En la cuadra solo hay dos edificios: yo vivo en uno, el otro está casi a la misma altura, al otro lado de la calle. Estoy en el noveno piso. Puedo ver el río y parte de las islas. A diario pasan barcazas paraguayas y algún barco de ultramar. Suelo compartir en las redes las fotos que saco de las columnas de humo y, por las noches, de los focos rojos de las llamas de los incendios en las islas.

Me mudé hace un par de años. Nunca puse cortinas, no las consideré necesarias. De día, levanto las persianas y cuando oscurece, las bajo. Los balcones del otro edificio son variados: algunos permanecen abiertos, otros fueron cerrados con mamparas de vidrio.
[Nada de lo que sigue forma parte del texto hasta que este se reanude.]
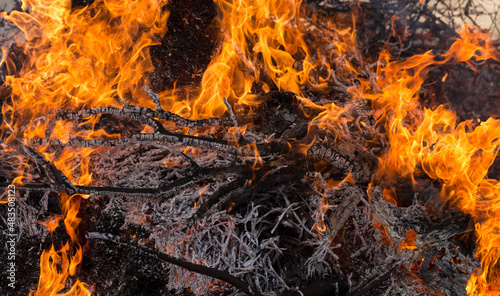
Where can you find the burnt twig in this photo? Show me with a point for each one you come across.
(211, 272)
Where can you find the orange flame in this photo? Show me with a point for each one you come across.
(458, 155)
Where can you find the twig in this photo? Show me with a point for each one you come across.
(211, 272)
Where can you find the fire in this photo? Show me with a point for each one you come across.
(457, 154)
(98, 56)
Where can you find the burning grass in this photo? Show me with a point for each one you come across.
(303, 160)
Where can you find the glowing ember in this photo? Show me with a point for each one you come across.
(98, 56)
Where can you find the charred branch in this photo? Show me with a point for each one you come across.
(211, 272)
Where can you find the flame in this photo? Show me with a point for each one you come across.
(457, 154)
(98, 55)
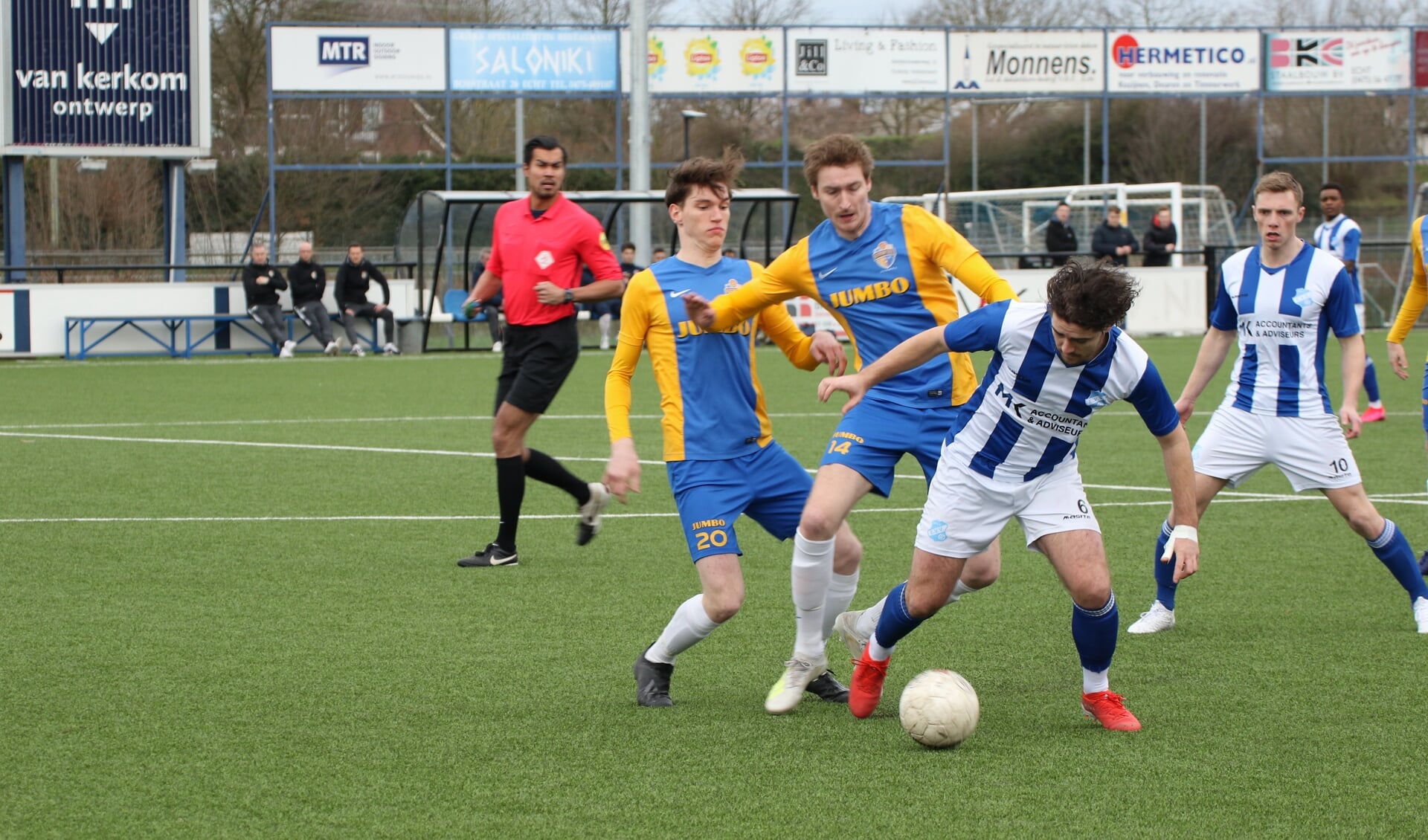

En este tiempo de aislamiento, sentada en el sofá frente a la ventana del living, puedo ver a la señora del sexto entrar a su gato, por las tardes, y después cerrar los vidrios. El muchacho del séptimo y su novio suelen salir al balcón a fumar juntos. En el octavo, una anciana que vive sola riega las plantas todas las mañanas. Después, se acoda sobre la baranda y mira hacia la calle, a las pocas personas que se mueven allí abajo. Cuando me ve, me saluda. El día que coincidimos en el almacén, me prometió unas medialunas que ella misma hace. Nos encontramos en la vereda y le regalé un chocolate a cambio. A mí no se me da por cocinar. El hombre de la pareja mayor del noveno se la pasa leyendo en el balcón, mientras su mujer le lleva el mate. Cuando los veo, me dan ganas y me preparo el mío. En el último piso vive una pareja joven; ella estuvo embarazada, muy embarazada, habría dicho mi abuela. Las últimas semanas, discutían mucho. Los veía gesticular, alzar los brazos; gritaban, aunque nunca escuché qué se decían. No los veo desde hace unos días.

El tiempo transcurre lento, porque el tiempo es relativo, como lo aprendí en la facu. Pero este tiempo subjetivo termina siendo caótico. Me levanto tarde; como cuando tengo hambre: a veces son las cuatro de la tarde, o de la mañana, da igual. Escribo, miro series, hablo por teléfono. Lo que me mantiene ligada a la realidad son las clases virtuales. Tengo que estar atenta para conectarme a la hora establecida. Sí, lo virtual es lo que me vincula a la realidad, lo que veo por mi ventana se siente lejano, absurdo, extraño.

Ahora se abre el balcón de la pareja y ella sale. Sostiene a su bebé, envuelto en una mantilla beige. No puedo saber si es niña o niño, como si eso importara. Él se acerca por detrás y los abraza. El bebé, el nuevo habitante, solloza. Se meten en el departamento y cierran la mampara.

Dejo mi sofá y voy a tomar un vaso de agua. No lo termino y vuelco el resto en una de las macetas que tengo sobre la mesita ratona. Noto que la tierra está seca. Vuelvo a la cocina, lleno la jarra de plástico y la riego, hago lo mismo con las otras plantas del balcón. Desde ahí veo a la pareja discutir. Ella sostiene al bebé, grita y, de repente, le da una cachetada al muchacho. Él se queda quieto. Ella sigue gritando. No escucho si el bebé llora. Estoy descalza y siento los pies mojados. Volqué el agua fuera de las macetas. Entro. Me seco, me pongo las pantuflas. Vuelvo a mi sofá, pero ya no están en mi campo visual. Igual me quedo allí, haciendo un paneo de los balcones del frente.

Creo que me dormí. Ya es de noche. Veo luz en algunos balcones. Bajo la persiana y enciendo el televisor.

No sé a qué hora me acosté. Ya no me afecta: duermo bien. Aunque soñé con la joven mamá. Me preocupa. Creo que no está bien. Abro la persiana y me siento con una taza de café con leche en el sofá. Espero que salga alguien.

La señora del octavo me ve y me saluda. La mamá sale con su retoño. Me acomodo para verlos mejor. Están muy cerca de la baranda. Ella se da cuenta de que la estoy viendo. Se queda quieta, sin dejar de mirarme. Levanta al bebé por encima de sus hombros y se acerca aún más a la baranda. Me congelo. Siento un escalofrío que me recorre la columna hasta los pies. ¿Lo va a arrojar por el balcón como lo hizo esa médica rusa? No puedo moverme. Tanteo el teléfono que está a mi lado. Voy a llamar al 911 pero, en cambio, le saco una foto. Ella me hace un gesto con el dedo medio y entra.

Oscurece. Miro la hora en el móvil: son las siete. Bajo la persiana, abro mi netbook y me conecto. Saludo a mis compañeros de taller.